A strength of the book is the many photographs sourced from contemporary books, albums and magazines as well as from Museum Africa (Africana Museum / JPL) collection. The large full and half page sepia toned illustrations work best, the small strip illustrations at the top of a page are too tiny to view without a magnifying glass and there are some blank spaces, which look odd. But here I am carping about layout and design, which was not the author's brief. While on design, the style of the book is very much in line with the particularities of the Chris Van Rensburg publishing house, that is it is designed for armchair or desk study, being a large 'coffee table' size, so it is not the sort of book one can use as a walking the streets guide which is what you need to match the text to the buildings that remain.

 

"A stength of the book is the many photographs"

 

The depth of scholarship of the book is shown in the detailed notes and references, the comprehensive bibliography of sources and a solid index.

Van der Waal is a much sought after book, but in many ways it is under appreciated perhaps because it has such a period look with the profusion of illustrations in sepia tones. The book was also published in Afrikaans. Fortunately for collectors of Johannesburgiana the books is still fairly readily available in antiquarian book shops or on line and the price comes in at anywhere between R500 (Bidorbuy site in Afrikaans) to $100 for an English title. I think it is a title that still has the potential to rise in price, and as more collectors become aware of this classic the price will indeed rise as the book is out of print.  I stand to be corrected but my impression is that the book was written in Afrikaans and then translated into English and the two translators, Erasmus and van den Berg deserve an acknowledgement for a job well done.

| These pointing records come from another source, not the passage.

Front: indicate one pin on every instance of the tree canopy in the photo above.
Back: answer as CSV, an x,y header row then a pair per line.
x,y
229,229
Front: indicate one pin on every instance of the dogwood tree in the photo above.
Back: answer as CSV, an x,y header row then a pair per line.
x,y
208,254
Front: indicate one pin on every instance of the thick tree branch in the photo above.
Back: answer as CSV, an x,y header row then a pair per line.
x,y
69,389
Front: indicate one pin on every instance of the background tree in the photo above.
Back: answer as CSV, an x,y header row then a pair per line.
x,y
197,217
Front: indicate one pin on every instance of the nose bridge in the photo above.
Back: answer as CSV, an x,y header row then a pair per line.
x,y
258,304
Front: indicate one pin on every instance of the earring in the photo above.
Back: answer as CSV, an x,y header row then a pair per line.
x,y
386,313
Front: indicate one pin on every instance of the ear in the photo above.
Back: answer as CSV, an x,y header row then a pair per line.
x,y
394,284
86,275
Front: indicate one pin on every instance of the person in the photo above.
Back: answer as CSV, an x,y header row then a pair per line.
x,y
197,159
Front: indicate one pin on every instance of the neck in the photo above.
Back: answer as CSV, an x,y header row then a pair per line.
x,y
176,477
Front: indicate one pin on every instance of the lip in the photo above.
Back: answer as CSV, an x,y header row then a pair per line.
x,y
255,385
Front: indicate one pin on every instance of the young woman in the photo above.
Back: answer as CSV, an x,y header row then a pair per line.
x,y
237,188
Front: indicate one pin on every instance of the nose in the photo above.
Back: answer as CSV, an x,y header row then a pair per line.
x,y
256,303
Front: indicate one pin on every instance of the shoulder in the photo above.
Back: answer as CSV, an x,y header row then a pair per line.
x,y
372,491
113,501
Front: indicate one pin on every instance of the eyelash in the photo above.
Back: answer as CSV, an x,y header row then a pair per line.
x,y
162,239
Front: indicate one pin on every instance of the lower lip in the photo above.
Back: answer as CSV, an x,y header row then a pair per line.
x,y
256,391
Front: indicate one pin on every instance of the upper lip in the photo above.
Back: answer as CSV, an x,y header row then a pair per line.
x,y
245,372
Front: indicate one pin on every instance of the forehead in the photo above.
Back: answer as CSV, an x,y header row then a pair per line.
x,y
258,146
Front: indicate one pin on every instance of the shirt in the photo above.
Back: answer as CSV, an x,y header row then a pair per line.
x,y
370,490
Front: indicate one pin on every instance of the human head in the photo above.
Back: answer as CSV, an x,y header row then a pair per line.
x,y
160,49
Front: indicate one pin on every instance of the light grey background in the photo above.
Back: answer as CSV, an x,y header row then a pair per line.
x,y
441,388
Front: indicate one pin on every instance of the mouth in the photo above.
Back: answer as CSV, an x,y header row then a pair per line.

Kathy Munro is an Honorary Associate Professor in the School of Architecture and Planning at the University of the Witwatersrand. She enjoyed a long career as an academic and in management at Wits University. She trained as an economic historian. She is an enthusiastic book person and has built her own somewhat eclectic book collection over 40 years. Her interests cover Africana, Johannesburg history, history, art history, travel, business and banking histories.